Bailey: That’s a great question. Obviously we have a number of silos that are sort of interconnected down there and we know what different silos were doing. Each one does have a different purpose, but there’s also an overlap to sort of the larger plan.
Coburn: Yeah, it’s not like six versions of what you’ve seen. It’s more like —
Bailey: — working in concert.
Coburn: Six facilities that are all part of the same instrument.
Why kill off James Whitmore?
Bailey: We talked about keeping that character alive for longer.
Coburn: He loved being on the show.
Bailey: He did. He was a fantastic actor
Coburn: To a certain extent, he’s the big bad of Season 1 and I think when you’re telling big stories like this … We always talked about Blade Runner, that was a common because at the end of Blade Runner, Rutger Hauer crushes the skull of Tyrell and it’s his creation come back. That was always sort of a reference point of it, was sort of our Rutger Hauer moment that his most brilliant creation has returned to kill him and does it in this grand way.
Bailey: But I also think to harkens back to something you said earlier about trusting Lazarus. By taking Whitmore off the table when our team has those questions about, can we trust what she said, he’s not available as a resource to them. So it complicates their journey and verifying what Lazarus has said or not.
Did you consider any other cliffhangers for the finale?
Bailey: I think we had one that we had discussed about with Morales [Sara Garcia]. It’s something we’re still going to do, knock on wood, in Season 2.
How are you feeling about the chances of a second season?
Coburn: Good. Nobody knows anything. This business makes no sense sometimes. The FBI spinoffs got canceled and they get like 6 million viewers every week. Things don’t always make sense, but the support from the network and the studio has been very optimistic.
What else can you say about what we’d see in a second season?
Bailey: I think we’ll see a lot of the team sort of bonding on a more deep level. With the Hassani piece and then with the Shane revelation and with our team learning all these various things about each other, I think we’re going to be able to see our team dynamic solidify in a really great way.

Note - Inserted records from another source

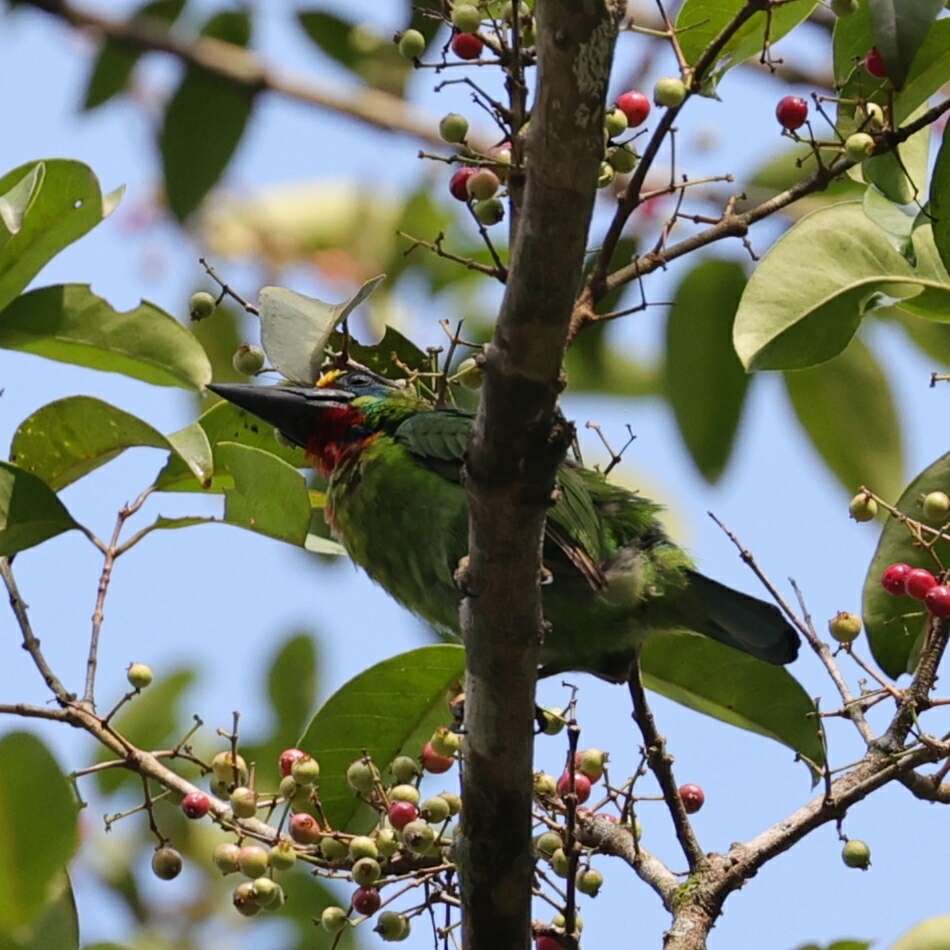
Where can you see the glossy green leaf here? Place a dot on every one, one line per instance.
(700, 360)
(899, 28)
(149, 721)
(204, 122)
(733, 687)
(71, 324)
(295, 329)
(847, 409)
(701, 21)
(893, 624)
(940, 199)
(68, 438)
(38, 827)
(56, 927)
(67, 205)
(115, 62)
(391, 708)
(269, 496)
(805, 299)
(30, 512)
(224, 422)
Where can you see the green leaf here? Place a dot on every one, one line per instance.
(269, 496)
(68, 438)
(940, 199)
(700, 360)
(391, 708)
(151, 720)
(68, 204)
(860, 438)
(295, 329)
(38, 827)
(358, 48)
(795, 314)
(224, 422)
(893, 624)
(731, 686)
(204, 122)
(55, 928)
(701, 21)
(71, 324)
(30, 512)
(899, 28)
(114, 65)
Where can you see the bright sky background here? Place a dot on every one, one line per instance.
(220, 598)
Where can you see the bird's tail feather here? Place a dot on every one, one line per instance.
(739, 620)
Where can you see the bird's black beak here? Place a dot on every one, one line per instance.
(294, 410)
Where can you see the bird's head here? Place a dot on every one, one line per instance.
(335, 417)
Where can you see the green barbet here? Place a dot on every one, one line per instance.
(396, 502)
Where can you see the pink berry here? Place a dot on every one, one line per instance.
(791, 112)
(874, 63)
(458, 183)
(401, 813)
(467, 45)
(581, 786)
(892, 580)
(692, 797)
(195, 805)
(366, 901)
(937, 601)
(287, 759)
(435, 763)
(918, 582)
(635, 106)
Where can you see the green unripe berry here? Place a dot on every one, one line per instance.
(333, 919)
(936, 506)
(669, 92)
(435, 810)
(615, 122)
(360, 776)
(243, 802)
(844, 627)
(453, 128)
(466, 18)
(858, 147)
(248, 359)
(412, 44)
(856, 854)
(863, 507)
(489, 212)
(366, 872)
(139, 675)
(201, 305)
(589, 882)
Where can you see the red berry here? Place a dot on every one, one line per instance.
(581, 786)
(458, 183)
(918, 582)
(635, 106)
(874, 63)
(304, 828)
(435, 763)
(937, 601)
(692, 797)
(892, 580)
(287, 759)
(791, 112)
(401, 813)
(195, 805)
(366, 901)
(467, 45)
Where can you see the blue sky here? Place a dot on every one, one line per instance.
(220, 599)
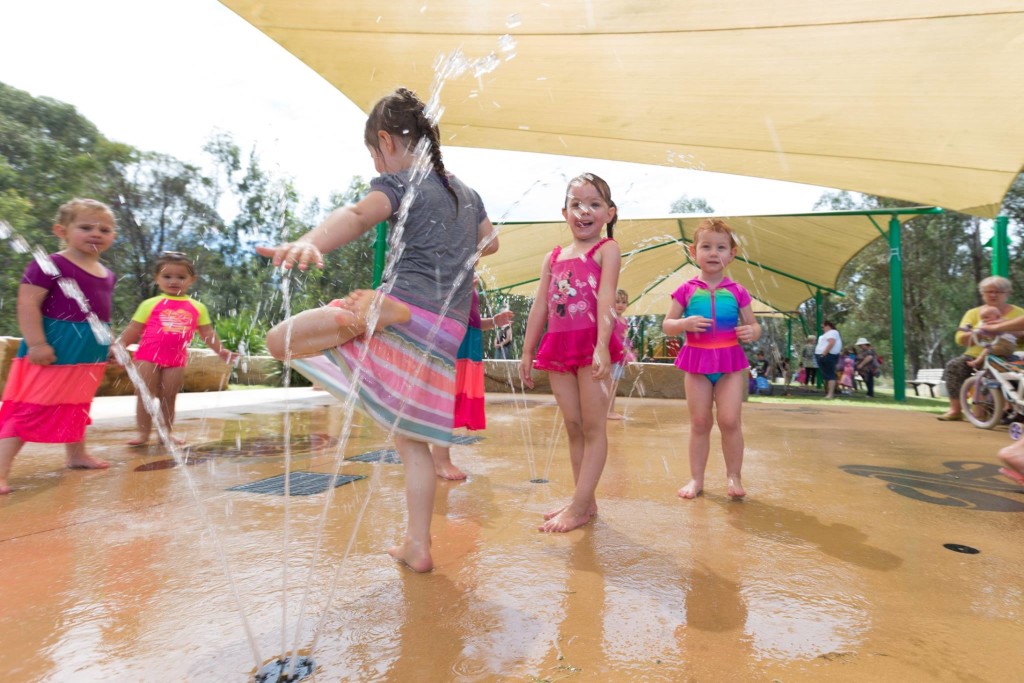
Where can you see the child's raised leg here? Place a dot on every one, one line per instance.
(443, 466)
(8, 449)
(728, 403)
(420, 485)
(313, 331)
(584, 402)
(148, 373)
(699, 395)
(171, 381)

I’m really excited to explore more of the purpose behind the Pit. Season 1, we sort of dangled a little bit out there and we talked about bits and pieces. Season 2 is really going to get into it and bring the various storylines together when Shane learns about his mom and when the team learns about who Lazarus really is and that she was an inmate at the Pit and they start understanding what the Pit ultimately was and various pieces of it and then how they connect.
Will there be anything that significantly changes about the search for these killers?
Coburn: It’s the same concept, but the big difference is more time is passing and the longer these serial killers are out there, the more time they have to build whatever the insane thing is that they are building towards. Richard Harris in the pilot really was on the run on some level, and what you’re seeing is even in the finale, that’s a killer who’s had some time out there to move personas. So I think that the time difference is going to be a big deal.
Could we see them teaming up? Could we see two parters about the same killer?
Bailey: Yeah, I think that’s absolutely a possibility, and to Jake’s point, I think we’re going to be able to see a lot more sort of dynamic stories because of that — killers who don’t have to move from city to city, but maybe have been in a place for several weeks and put down roots a little bit or gone back home or reconnected with people or teamed up. I think the fact that time is expanding is going to open the world for us creatively.
Would the team expand or are you looking to keep the same core team and then people would come in and help but not necessarily be part of the team permanently?
Coburn: There will be other characters coming in, but I don’t think the core three is ever going to really not be the core three.